Tulsa Police Officer Betty Shelby Not Guilty Of Manslaughter For Shooting Terence Crutcher; Protests
Tulsa, OK - Tulsa Police Officer Betty Shelby was found not guilty of first-degree manslaughter by a jury on Wednesday night.
Jury deliberations began Wednesday afternoon, and lasted for nine hours, according to CBS News.
The manslaughter charge resulted from the September 2016 shooting of Terence Crutcher. Officer Shelby was charged by District Attorney Steve Kunzweiler just six days after the shooting, despite the investigation just getting started and a homicide detective telling him that there wasn't enough evidence.
Officer Shelby's defense attorney Shannon McMurray said that she shot Crutcher 'because she thought he was reaching into his SUV for a gun.' No gun was found in the vehicle. McMurray said, "To somehow imply that she was supposed to see what was in this door panel is absurd.

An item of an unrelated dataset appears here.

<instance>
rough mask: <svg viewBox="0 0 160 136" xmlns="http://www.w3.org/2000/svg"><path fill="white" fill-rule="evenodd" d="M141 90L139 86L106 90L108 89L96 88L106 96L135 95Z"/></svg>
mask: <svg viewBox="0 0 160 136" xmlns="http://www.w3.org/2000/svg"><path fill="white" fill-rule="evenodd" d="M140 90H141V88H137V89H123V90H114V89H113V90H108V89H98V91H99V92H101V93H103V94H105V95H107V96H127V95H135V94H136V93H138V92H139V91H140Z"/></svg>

It's deceitful and you should disregard it."
In April, Officer Shelby went on CBS' 60 Minutes and talked about what had happened. She said that she felt "almost any police officer in her position would have acted as she did.' She also said that race had nothing to do with the shooting.
In the 60 minutes video, Officer Shelby said, "I'm feeling that his intent is to do me harm and I keep thinking, "Don't do this. Please don't do this. Don't make this happen."
After the trial, there was the usual disorder from those who were unhappy that they didn't get their way. It started with the Crutcher family holding an unplanned news conference at the courthouse after the verdict, according to KJRH.
Protesters blocked a main road in downtown Tulsa for a short time after Officer Shelby was acquitted, according to US News. After police ordered them to disperse or tear gas might be used, the crowd moved to a nearby street corner.
About 100 people gathered in the courthouse plaza, chanting 'no justice, no peace, no racist police.' That crowd was for the most part peaceful and later voluntarily dispersed. Some protesters rushed the hotel where Officer Shelby was staying.
Oklahoma's Governor Mary Fallin called for peace.